Die eigentliche Thronbesteigungszeremonie für Naruhito findet erst am 22. Oktober statt. Anschließend werden der neue Kaiser und Kaiserin Masako bei einer feierlichen Parade in einer offenen Limousine durch Tokio fahren. Eine dritte Zeremonie folgt dann am 14. und 15. November. Danach ist Naruhito endgültig in die Reihe der Kaiser aufgenommen.
Naruhito ist das Symbol des japanischen Staates. Auf diese Rolle ist ein japanischer Monarch laut der pazifistischen Nachkriegsverfassung beschränkt. Zu politischen Fragen darf sich der Kaiser nicht äußern.
Südkoreas Präsident Moon Jae In hat Naruhito zur Besteigung des Chrysanthemen-Throns gratuliert.

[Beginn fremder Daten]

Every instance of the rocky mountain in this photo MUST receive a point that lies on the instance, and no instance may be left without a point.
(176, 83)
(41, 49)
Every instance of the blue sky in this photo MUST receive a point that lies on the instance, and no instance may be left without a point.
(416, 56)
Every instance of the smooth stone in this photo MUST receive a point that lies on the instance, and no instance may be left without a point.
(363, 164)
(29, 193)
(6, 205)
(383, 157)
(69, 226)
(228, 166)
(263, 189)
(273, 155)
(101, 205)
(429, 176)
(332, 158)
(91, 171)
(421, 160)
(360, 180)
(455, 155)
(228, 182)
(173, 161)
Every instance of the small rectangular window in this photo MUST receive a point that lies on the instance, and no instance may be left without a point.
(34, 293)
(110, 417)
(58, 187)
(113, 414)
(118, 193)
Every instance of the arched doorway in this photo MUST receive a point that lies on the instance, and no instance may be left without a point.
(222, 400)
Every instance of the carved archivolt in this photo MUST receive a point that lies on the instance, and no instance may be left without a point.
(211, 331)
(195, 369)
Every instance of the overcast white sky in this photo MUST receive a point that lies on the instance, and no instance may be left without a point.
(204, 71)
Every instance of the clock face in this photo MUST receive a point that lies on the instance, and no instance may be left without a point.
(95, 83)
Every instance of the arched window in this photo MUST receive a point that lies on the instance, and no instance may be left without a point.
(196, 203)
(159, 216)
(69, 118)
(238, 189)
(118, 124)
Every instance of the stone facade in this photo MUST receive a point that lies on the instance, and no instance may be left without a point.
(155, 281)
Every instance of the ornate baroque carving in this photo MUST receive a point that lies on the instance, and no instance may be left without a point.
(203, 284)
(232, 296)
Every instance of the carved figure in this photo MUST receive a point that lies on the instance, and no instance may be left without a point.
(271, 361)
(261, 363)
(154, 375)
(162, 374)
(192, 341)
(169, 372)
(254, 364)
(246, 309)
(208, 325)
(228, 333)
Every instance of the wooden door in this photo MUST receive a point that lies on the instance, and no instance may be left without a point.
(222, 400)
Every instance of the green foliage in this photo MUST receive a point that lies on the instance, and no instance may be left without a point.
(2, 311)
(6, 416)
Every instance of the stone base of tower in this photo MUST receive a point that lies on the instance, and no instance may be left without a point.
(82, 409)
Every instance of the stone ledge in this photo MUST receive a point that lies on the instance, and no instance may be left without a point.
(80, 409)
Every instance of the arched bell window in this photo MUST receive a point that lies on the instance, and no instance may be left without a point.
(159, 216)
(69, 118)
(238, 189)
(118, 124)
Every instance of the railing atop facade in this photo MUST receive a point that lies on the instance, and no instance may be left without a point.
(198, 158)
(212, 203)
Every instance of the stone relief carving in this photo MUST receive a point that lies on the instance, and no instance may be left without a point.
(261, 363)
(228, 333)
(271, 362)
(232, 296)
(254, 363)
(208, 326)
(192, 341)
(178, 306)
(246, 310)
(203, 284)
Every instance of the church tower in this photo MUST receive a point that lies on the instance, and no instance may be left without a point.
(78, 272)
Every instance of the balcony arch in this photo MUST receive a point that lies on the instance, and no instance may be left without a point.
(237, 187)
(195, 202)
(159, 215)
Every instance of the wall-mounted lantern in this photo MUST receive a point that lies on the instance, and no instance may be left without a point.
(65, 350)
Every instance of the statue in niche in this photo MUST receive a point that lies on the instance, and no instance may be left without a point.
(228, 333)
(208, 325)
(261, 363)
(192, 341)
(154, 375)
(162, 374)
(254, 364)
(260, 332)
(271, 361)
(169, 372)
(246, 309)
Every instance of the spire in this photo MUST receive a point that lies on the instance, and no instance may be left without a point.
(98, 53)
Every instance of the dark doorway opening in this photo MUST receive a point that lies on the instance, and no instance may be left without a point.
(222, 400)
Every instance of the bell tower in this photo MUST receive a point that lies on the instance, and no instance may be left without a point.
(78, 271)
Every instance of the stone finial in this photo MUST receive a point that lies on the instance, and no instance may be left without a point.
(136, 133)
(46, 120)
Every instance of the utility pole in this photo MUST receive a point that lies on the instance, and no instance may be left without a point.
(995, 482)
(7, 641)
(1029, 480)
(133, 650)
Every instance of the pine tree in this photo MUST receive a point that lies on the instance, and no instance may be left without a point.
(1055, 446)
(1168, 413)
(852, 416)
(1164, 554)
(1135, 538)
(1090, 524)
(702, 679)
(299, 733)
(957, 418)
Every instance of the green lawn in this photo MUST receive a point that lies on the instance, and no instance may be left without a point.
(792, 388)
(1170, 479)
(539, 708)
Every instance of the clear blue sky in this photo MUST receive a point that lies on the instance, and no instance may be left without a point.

In seiner Grußbotschaft habe Moon die Hoffnung geäußert, dass Naruhito „die Schritte zum Frieden fortsetzen und die Schmerzen des Kriegs in Erinnerung halten wird“, teilte das Außenministerium in Seoul am Mittwoch mit. Trotz wirtschaftlicher Verflechtungen sind die Beziehungen beider Länder durch historische Konflikte belastet. Insbesondere die Kolonialherrschaft Japans über die koreanische Halbinsel (1910 bis 1945) empfinden die Koreaner noch immer als tiefe Schmach. US-Präsident Donald Trump wird den neuen Kaiser Ende des Monats in Tokio treffen – dann als erster der ausländischen Staatschefs.